Use of rubrics provides one way to address these issues. Rubrics not only can be designed to formulate standards for levels of accomplishment and used to guide and improve performance but also they can be used to make these standards clear and explicit to students. Although the use of rubrics has become common practice in the K–12 setting (Luft, 1999), the good news for those instructors who find the idea attractive is that more and more examples of the use of rubrics are being noted at the college and university level, with a variety of applications (Ebert-May, undated; Ebert-May et al., 1997; Wright and Boggs, 2002; Moni et al., 2005; Porter, 2005; Lynd-Balta, 2006).
WHAT IS A RUBRIC?
Although definitions for the word “rubric” abound, for the purposes of this feature article we use the word to denote a type of matrix that provides scaled levels of achievement or understanding for a set of criteria or dimensions of quality for a given type of performance, for example, a paper, an oral presentation, or use of teamwork skills. In this type of rubric, the scaled levels of achievement (gradations of quality) are indexed to a desired or appropriate standard (e.g., to the performance of an expert or to the highest level of accomplishment evidenced by a particular cohort of students). The descriptions of the possible levels of attainment for each of the criteria or dimensions of performance are described fully enough to make them useful for judgment of, or reflection on, progress toward valued objectives (Huba and Freed, 2000).
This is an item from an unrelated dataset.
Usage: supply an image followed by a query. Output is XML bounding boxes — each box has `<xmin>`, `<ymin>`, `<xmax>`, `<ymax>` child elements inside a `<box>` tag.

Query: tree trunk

A good way to think about what distinguishes a rubric from an explanation of an assignment is to compare it with a more common practice. When communicating to students our expectations for writing a lab report, for example, we often start with a list of the qualities of an excellent report to guide their efforts toward successful completion; we may have drawn on our knowledge of how scientists report their findings in peer-reviewed journals to develop the list. This checklist of criteria is easily turned into a scoring sheet (to return with the evaluated assignment) by the addition of checkboxes for indicating either a “yes-no” decision about whether each criterion has been met or the extent to which it has been met. Such a checklist in fact has a number of fundamental features in common with a rubric (Bresciani et al., 2004), and it is a good starting point for beginning to construct a rubric. Figure 1 gives an example of such a scoring checklist that could be used to judge a high school student poster competition.
An example of a scoring checklist that could be used to judge a high school student poster competition.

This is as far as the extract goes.